Despite the lag between consumer demand and the newest technology, most experts predict that the use of 4K in video production will grow at an accelerated pace in 2016. The reason? All the new iPhones, Samsung Galaxies, GoPros and DSLR cameras can now record in 4K.
7. Slow Motion
This is another technique that has been around for several years but can now be easily recreated by anyone with a smartphone. The latest iPhone, for example, allows you to record 720p video at 240 frames per second. It even lets you determine which part of the video should be recorded in slow motion and which part at normal speed.
Although the video above was created using unoriginal stock footage, the slow-motion effect gives it a unique feel by establishing a dramatic and emotional mood.
8. Personalized Videos
Most viewers like to be treated like unique individuals rather than faceless and nameless audience members. To tap into the human need to create meaningful one-on-one interactions with others, brands are now creating personalized videos that cater to customers’ specific needs and interests.

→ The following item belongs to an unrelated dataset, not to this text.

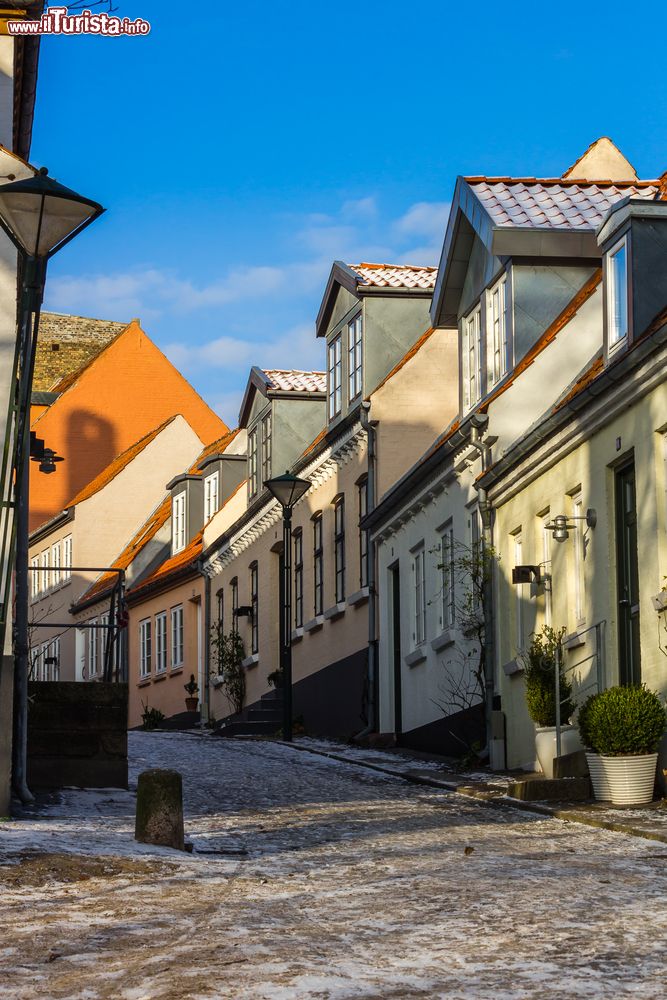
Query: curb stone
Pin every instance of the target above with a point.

Just look at how the chocolate company Cadbury uses a viewer’s personal information to create a customized ad above. By clicking on the company’s Facebook page, personal data, such as photos and timeline information, was collected from viewers which was then used in the clip.
9. Shallow Depth of Field
The ability to create stunning, high-quality videos has been further democratized by the increasing use of a technique called shallow depth of field. This entails focusing sharply on a subject while the rest of the scene is blurred.
This not only gives the shot a cinematic quality, it also draws the viewer’s eyes to a specific focal point. Once difficult to implement, this technique is being used in increasing measure due to the ease with which it can now be applied with DSLR cameras.
Video creators everywhere strive for shots that have a film-like quality to them. This is increasingly possible with the use of sliders, which are accessible and easy-to-use replacements for the dollies and tracks used by professional film crews.
Take a look, for example, at the video above shot with a slider mounted on a tripod, which allowed the camera to be moved smoothly from one point to another.